Davalı … vekilinin Mahkememize vermiş olduğu 07/01/2014 havale tarihli cevap dilekçesinde özetle; … bünyesinde bulunan, “… A.Ş. -… A.Ş., … Bankası … A.Ş. – … TAŞ- … T.A.Ş.” nin, devir ve birleşme suretiyle … A.Ş. bünyesinde birleştirildiği, … A.Ş.nin hisselerinin 09.08.2001 tarihinde … ile …’a devredildiğini, …’nin de hisseleri …’ a devrederken, hisse devir tarihi olan 09.08.2001 tarihinden önceki işlemlerden kaynaklanan borçları ve bu borçlara ilişkin her türlü mali ve hukuki sorumluluğu, devir sözleşmesinin 6.13. maddesi gereğince üstlendiğini, hisse devir tarihinden önceki işlemlerden önceki işlemlerden kaynaklanan ve borcun üstleneninin ve sözleşmenin her türlü borcun … tarafından üstlenilmiş olması nedeniyle 5411 sayılı bankalar kanunu’ nun 107/5 b-5. ve 107/6.maddeleri mucibince ve … nin taraf olduğu sözleşme uyarınca, sadece … nin davalı sıfatı olması gerektiğinden, husumet itrazlarının kabulüne. Hisse devir sözleşmesinin 6.13. maddesi ve yürürlükte olan 5411 sayalı bankacılık kanununun 107. maddesi 6. fıkrası ve eski 4389 sayılı bankalar kanunu’ nun 14. maddesinin 6. fıkrası c bendi uyarınca, alacaklının rızası aranmayacağından, humk. 124/2. maddesi kapsamında mahkemenin re’sen taraf değişikliğine hükmetmesine, bankaları açısından davanın husumetten reddine, karar verilmesini, Davanın … ve …’a ihbar edilmesini, husumet itirazlarının kabulünü, davanın husumetten reddin karar verilmesini, zaman aşımı ve hak düşürücü süre yönünden reddine, aksi halde davanın esas yönünden reddi ile yargılama giderleri ve vekâlet ücretinin davacı yana yükletilmesine karar verilmesini, talep etmiştir.
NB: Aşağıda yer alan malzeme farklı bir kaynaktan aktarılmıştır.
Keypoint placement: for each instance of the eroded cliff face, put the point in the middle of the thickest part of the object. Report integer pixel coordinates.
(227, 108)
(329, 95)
Feri Müdahil … (… ) vekilinin Mahkememize vermiş olduğu dilekçesinde özetle; müvekkili kurumun, davalı bankanın borçlarını üstlenmediğini, davalı yanın atıfta bulunduğu 18.06.2007 tarihli hisse devir sözleşmesinin, … A.Ş. ile değil, şirket merkezi yurt dışında bulunan … ile imzalandığı, huzurdaki uyuşmazlığı … ye devrolunan bankaların, … hesapları nedeniyle zarara uğrayan mudilerin açmış olduğunu, bu konuda davalı banka aleyhine açılan çok sayıda davada karar verildiği ve temyiz incelemesinden geçerek kesinleştiğini, bu davalarda … nin borcu üstlendiğini açıkça beyan ettiği ve hükümlerin borcu üstlenen sıfatıyla … aleyhine kurulduğu, İddiasında bulunarak, davanın asıl muhatap … ye tevcih edilmesine, bu talebin kabul edilmemesi halinde müvekkili kurumun ileride hak kaybına zarara uğramasını önlemek üzere davaya, davalı yan yanında fer’i müdahil olarak katılmalarına, yasaya aykırı işbu davanın reddine karar verilmesini talep etmiştir.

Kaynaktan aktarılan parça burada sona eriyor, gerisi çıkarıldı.